Be done with him. You deserve better.


----------



## akmb07 (Sep 7, 2011)

I am. as soon as I find a job I will file. and you are right I deserve better


----------



## akmb07 (Sep 7, 2011)

Well I told him last night that I want a divorce. I swear to go I have never seen a man beg, plead and cry like he did. He wants a seperation to work on us I told him get rid of her and we will talk. He refused and I told him. Well then there is notthing to work on. I want more I deserve better and intill you drop her you can for get a seperation. I'm going to the courthouse to day to file My Inlaws are helping me out funny enough as they don't approve of his behavior either


----------



## Lostouthere (Aug 24, 2011)

Good deal ak you stay strong!


----------



## akmb07 (Sep 7, 2011)

well now things have gotten better a little bit although he didn't get home till really late last night from school. We are now sleeping in seperate rooms since I have no where to go here and no family. He is still being friendly but still doesn't want to divorce me. He says he wants to start back over but I once again told him he would have to prove that he isn't cheating. I just recently found on a email account we share a billing notice for a web girl cam site so I still think he is blowing smoke up my ass.

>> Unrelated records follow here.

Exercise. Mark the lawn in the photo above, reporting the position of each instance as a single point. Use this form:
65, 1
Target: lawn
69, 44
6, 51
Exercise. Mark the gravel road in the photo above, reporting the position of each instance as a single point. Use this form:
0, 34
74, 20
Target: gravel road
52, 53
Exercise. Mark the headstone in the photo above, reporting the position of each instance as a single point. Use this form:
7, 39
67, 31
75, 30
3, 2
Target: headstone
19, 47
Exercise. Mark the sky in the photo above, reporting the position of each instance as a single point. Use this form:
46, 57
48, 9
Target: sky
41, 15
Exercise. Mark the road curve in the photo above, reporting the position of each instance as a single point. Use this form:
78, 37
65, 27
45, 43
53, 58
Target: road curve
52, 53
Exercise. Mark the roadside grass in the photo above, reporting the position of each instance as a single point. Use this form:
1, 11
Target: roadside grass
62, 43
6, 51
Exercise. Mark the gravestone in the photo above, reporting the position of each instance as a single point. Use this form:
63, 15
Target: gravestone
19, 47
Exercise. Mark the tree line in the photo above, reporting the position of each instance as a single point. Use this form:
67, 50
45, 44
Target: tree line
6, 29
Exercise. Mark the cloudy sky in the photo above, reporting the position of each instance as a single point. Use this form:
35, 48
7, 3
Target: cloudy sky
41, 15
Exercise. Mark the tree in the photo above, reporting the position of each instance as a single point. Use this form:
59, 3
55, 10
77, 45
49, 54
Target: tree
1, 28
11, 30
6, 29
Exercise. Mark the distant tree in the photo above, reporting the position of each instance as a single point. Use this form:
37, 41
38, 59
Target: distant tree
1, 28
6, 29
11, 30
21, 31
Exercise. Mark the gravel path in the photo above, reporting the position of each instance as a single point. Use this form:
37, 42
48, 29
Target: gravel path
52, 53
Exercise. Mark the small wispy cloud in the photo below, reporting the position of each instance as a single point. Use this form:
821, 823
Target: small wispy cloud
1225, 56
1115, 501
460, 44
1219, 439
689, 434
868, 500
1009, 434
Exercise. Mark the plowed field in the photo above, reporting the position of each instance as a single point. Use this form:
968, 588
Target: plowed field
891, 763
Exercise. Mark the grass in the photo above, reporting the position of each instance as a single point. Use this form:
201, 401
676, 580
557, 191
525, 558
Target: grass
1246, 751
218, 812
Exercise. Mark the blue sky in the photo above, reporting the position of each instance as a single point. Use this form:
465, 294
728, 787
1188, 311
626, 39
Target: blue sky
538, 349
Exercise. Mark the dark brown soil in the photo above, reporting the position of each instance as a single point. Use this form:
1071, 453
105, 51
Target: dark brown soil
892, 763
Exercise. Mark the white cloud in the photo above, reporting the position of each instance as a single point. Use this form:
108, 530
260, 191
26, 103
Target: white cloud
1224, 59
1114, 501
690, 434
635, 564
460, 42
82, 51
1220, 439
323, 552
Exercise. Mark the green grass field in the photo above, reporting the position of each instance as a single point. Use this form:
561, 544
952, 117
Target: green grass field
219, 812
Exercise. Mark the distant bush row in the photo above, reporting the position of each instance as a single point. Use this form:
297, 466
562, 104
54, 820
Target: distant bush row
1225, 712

The hardest part bout all of this is I love him and a part of me just wants to over look it and try to be with him but the other part is saying no. its over. its done. he isn't going to work on us when he has another option. I just feel so sad right now........ I still love him but even after all of fighting and things he has done that have boarderlined on abuse but the cheating is the one thing I can't get over........ funny isn't it.


----------



## brokenbythis (Aug 21, 2011)

What a horrible discovery for you. I know how you feel sister, I've seen those chats too. It tears you apart and destroys everything you believed about your marriage and his "words".

No more crying, no more caring. Right on! Put yourself in that mindset and it will be a little easier.

You've given him plenty of chances but he continues to cake-eat. Time to let go. I know its not easy.. I'm going through it too.


----------